Eijffinger/Nijskens: Monetary policy and banking supervision


This column argues that the two functions must be separated by setting up a Supervisory Board, operating independently within the ECB, and by granting the new supervisors a solvency instrument that is independent of the interest rate.

As the ECB will become responsible for micr-prudential supervision, we have to assess carefully the consequences for its primary mandate: price stability. Conceptually, both mandates are mutual prerequisites. Price stability is necessary for financial stability, and a stable financial system is required for proper transmission of monetary policy. However, conflicts of interest may arise when the ECB is both bank supervisor and monetary policymaker.

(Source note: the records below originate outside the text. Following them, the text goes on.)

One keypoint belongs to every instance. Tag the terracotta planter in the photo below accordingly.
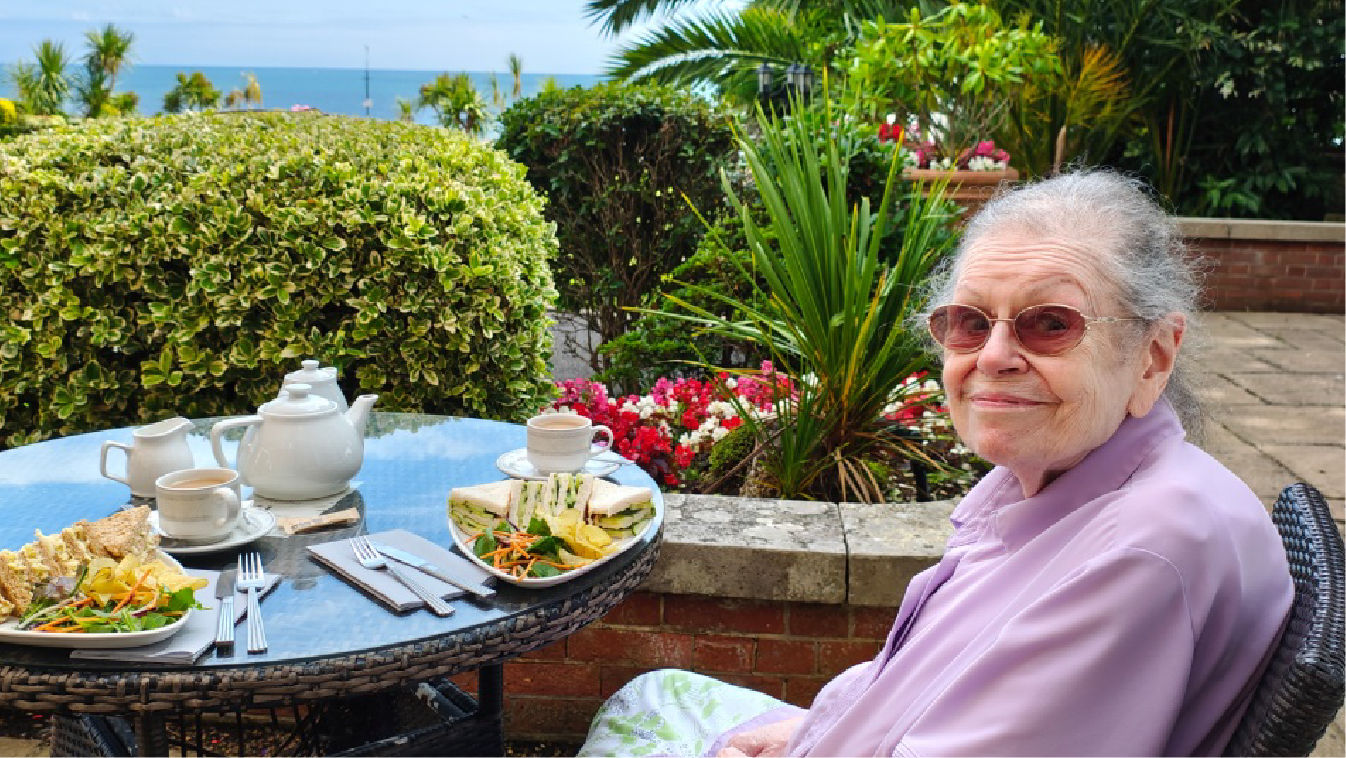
(968, 189)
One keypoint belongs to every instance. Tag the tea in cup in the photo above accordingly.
(560, 443)
(198, 505)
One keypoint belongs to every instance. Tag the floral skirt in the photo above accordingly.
(672, 712)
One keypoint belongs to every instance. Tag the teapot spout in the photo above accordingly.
(358, 412)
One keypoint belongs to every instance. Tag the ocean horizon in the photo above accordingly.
(330, 90)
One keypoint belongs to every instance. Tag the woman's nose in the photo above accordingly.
(1002, 353)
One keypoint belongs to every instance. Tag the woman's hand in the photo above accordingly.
(762, 742)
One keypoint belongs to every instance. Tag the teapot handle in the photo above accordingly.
(217, 435)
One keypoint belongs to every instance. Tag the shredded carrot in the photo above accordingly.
(132, 593)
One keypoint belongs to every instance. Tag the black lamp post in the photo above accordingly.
(765, 80)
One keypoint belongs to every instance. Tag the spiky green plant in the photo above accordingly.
(835, 315)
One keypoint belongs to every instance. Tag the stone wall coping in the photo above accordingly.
(813, 552)
(1263, 229)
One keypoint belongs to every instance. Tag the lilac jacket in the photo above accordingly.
(1123, 610)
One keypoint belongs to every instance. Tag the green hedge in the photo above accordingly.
(619, 166)
(182, 264)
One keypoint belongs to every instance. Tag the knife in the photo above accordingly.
(416, 562)
(225, 594)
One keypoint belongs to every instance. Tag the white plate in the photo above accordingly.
(626, 543)
(514, 463)
(253, 523)
(10, 632)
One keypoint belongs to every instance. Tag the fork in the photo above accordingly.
(252, 578)
(369, 558)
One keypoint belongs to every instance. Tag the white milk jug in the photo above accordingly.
(155, 450)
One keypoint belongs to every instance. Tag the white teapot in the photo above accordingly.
(322, 380)
(299, 446)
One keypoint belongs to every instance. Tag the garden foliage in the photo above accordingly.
(179, 265)
(622, 167)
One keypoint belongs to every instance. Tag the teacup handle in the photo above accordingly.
(217, 436)
(102, 461)
(230, 505)
(611, 440)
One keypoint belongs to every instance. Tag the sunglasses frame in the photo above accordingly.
(1014, 329)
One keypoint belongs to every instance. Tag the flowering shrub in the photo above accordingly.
(926, 154)
(669, 431)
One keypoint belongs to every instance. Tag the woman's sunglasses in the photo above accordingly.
(1042, 330)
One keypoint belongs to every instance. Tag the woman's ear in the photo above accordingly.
(1160, 353)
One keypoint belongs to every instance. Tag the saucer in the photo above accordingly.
(514, 463)
(253, 523)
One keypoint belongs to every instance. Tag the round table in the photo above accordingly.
(327, 638)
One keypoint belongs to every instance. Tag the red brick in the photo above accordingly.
(539, 677)
(817, 619)
(638, 609)
(614, 677)
(553, 652)
(771, 685)
(835, 657)
(549, 718)
(611, 645)
(801, 690)
(719, 653)
(872, 622)
(700, 613)
(786, 656)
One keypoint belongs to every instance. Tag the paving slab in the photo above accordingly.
(1228, 333)
(891, 543)
(1260, 471)
(1318, 465)
(1302, 360)
(1310, 338)
(1294, 389)
(1216, 360)
(1218, 391)
(1287, 426)
(1260, 319)
(751, 548)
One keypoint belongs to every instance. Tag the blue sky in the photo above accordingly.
(552, 37)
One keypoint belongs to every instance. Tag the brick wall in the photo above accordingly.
(785, 649)
(1271, 267)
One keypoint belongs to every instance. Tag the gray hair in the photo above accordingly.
(1148, 261)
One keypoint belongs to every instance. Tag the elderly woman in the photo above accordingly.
(1108, 590)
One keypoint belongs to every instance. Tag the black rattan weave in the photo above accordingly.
(1303, 685)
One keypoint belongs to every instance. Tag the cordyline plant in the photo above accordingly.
(835, 313)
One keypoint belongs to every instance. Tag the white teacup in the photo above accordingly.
(198, 505)
(560, 443)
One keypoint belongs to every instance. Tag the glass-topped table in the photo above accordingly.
(327, 638)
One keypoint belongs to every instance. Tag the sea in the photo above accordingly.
(330, 90)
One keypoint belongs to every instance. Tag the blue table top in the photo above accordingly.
(412, 461)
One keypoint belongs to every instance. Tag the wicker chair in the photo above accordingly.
(1302, 688)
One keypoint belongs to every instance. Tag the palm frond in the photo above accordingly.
(617, 15)
(720, 49)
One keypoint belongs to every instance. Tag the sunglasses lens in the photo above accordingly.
(960, 327)
(1050, 329)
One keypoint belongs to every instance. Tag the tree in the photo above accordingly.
(455, 102)
(109, 50)
(516, 70)
(190, 93)
(724, 49)
(43, 86)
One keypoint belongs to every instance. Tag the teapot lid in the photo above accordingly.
(310, 373)
(296, 400)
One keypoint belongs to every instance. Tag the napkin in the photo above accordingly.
(194, 638)
(378, 582)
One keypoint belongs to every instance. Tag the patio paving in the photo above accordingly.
(1275, 387)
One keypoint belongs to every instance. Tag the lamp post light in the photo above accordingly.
(765, 80)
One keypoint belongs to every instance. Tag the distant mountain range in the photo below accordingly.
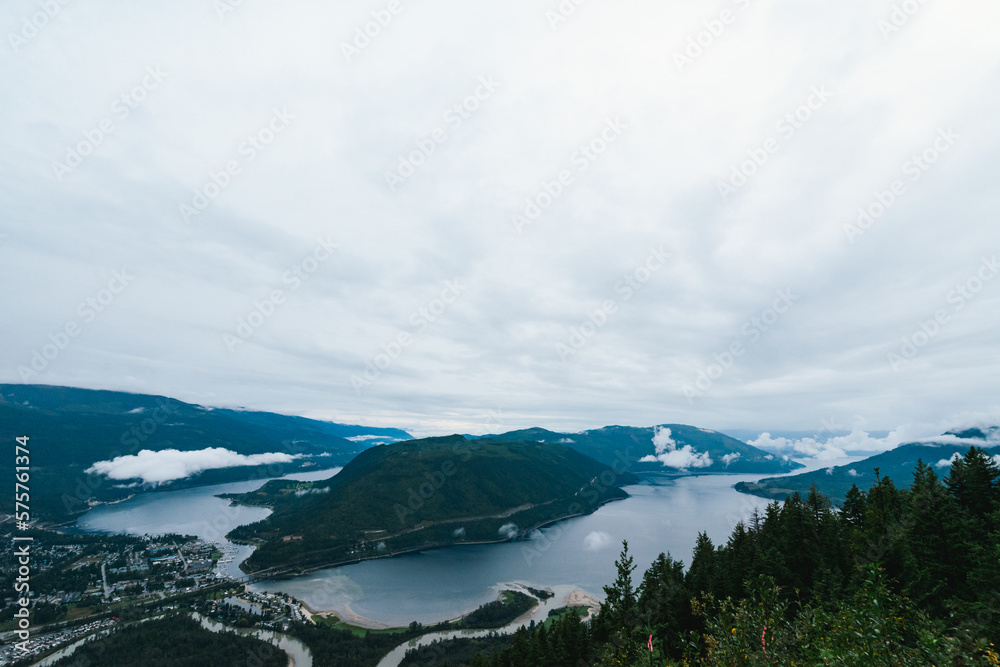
(896, 464)
(684, 450)
(422, 494)
(92, 446)
(72, 429)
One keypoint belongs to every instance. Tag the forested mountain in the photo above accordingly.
(896, 464)
(425, 493)
(702, 450)
(172, 641)
(898, 577)
(70, 429)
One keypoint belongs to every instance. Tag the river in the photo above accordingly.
(661, 514)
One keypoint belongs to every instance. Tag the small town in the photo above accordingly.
(82, 585)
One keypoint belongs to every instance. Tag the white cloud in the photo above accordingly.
(312, 491)
(596, 541)
(858, 440)
(508, 530)
(167, 465)
(947, 462)
(381, 438)
(671, 457)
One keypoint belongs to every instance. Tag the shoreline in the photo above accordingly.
(263, 576)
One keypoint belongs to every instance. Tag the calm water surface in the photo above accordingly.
(662, 515)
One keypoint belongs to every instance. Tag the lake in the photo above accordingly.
(661, 515)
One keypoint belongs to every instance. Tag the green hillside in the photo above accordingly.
(421, 494)
(70, 429)
(896, 464)
(627, 445)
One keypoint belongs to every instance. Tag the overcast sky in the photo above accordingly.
(697, 171)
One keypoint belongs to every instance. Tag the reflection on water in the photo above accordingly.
(189, 512)
(442, 584)
(661, 515)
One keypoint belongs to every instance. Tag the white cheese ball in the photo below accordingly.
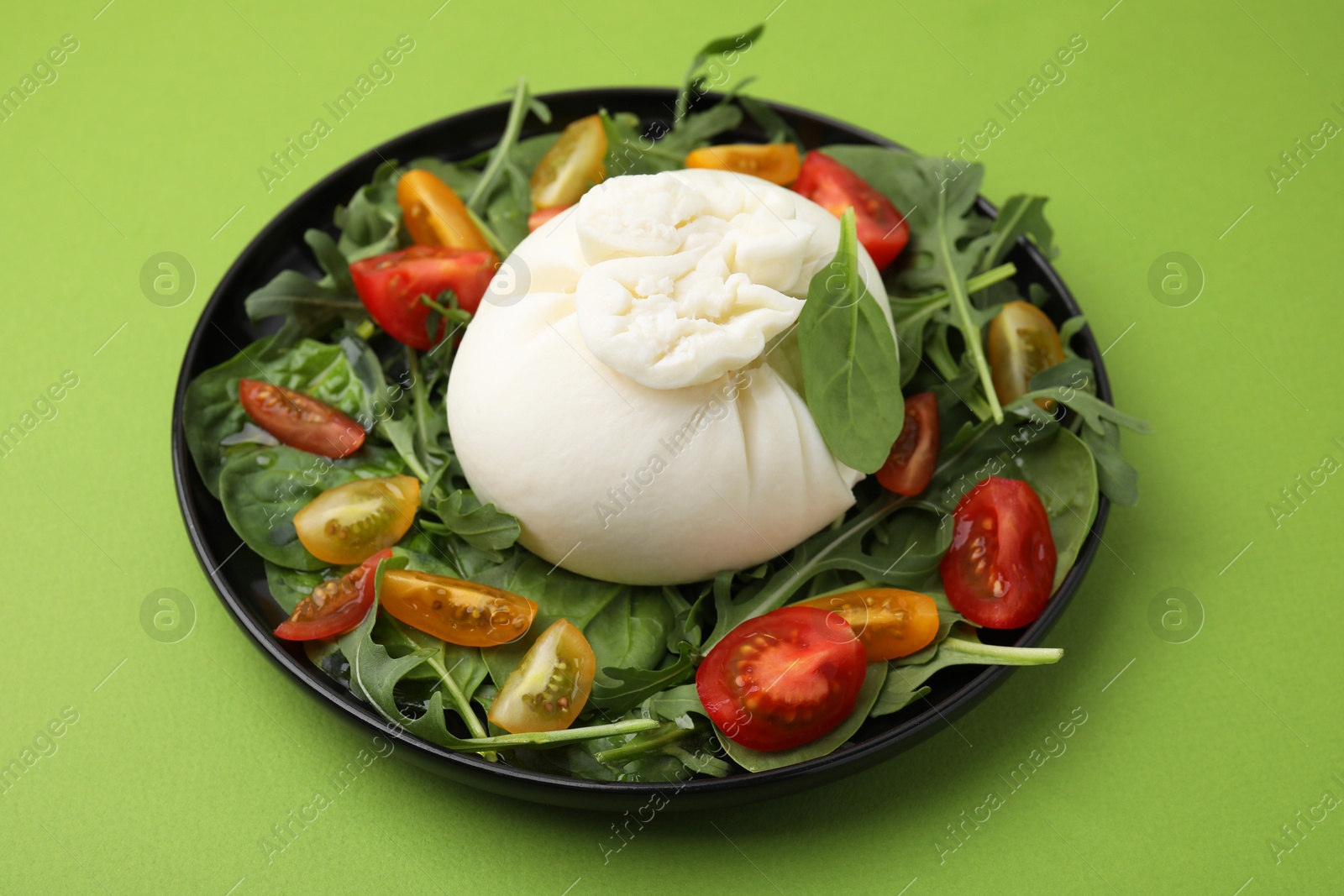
(628, 387)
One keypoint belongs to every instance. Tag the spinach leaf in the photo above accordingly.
(264, 490)
(291, 586)
(803, 564)
(631, 631)
(1065, 477)
(481, 526)
(828, 743)
(948, 239)
(212, 410)
(905, 684)
(850, 369)
(1119, 479)
(622, 689)
(374, 676)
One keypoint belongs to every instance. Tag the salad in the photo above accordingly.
(632, 453)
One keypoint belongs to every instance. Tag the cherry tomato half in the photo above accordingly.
(784, 679)
(571, 164)
(355, 520)
(777, 163)
(434, 215)
(464, 613)
(890, 622)
(391, 285)
(882, 230)
(550, 687)
(539, 217)
(300, 421)
(1000, 569)
(911, 465)
(1021, 343)
(335, 606)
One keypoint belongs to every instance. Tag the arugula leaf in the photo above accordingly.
(264, 490)
(905, 684)
(632, 685)
(850, 369)
(718, 47)
(481, 526)
(828, 743)
(371, 223)
(523, 102)
(1021, 215)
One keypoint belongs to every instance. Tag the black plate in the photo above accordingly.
(241, 580)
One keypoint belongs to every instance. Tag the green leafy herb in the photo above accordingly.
(850, 367)
(264, 490)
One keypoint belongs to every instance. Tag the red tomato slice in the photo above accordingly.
(1000, 569)
(335, 606)
(911, 465)
(300, 421)
(543, 215)
(882, 230)
(784, 679)
(391, 285)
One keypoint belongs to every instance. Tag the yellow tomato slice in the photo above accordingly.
(434, 215)
(1021, 343)
(353, 521)
(777, 163)
(464, 613)
(571, 165)
(550, 687)
(889, 622)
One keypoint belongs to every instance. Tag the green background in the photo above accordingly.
(1158, 141)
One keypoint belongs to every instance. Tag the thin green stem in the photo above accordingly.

To circumvent these we need to separate the two functions clearly. This can be done by setting up a Supervisory Board, operating independently within the ECB, or by appointing national supervisors as alternates to national central bank governors in the Council. In both cases, a member of the ECB’s Executive Board should be responsible for supervision. Also, the new supervisors should dispose over a solvency instrument that is independent of the interest rate and allows for early intervention in potential problem banks.

Note that this is not the ultimate solution to the problem, as ECB President Draghi will ultimately be responsible for both monetary policy and supervision. Separating both functions is, however, a step in the right direction. In the end, both supervision and monetary policy should be independent from each other as well as from politics.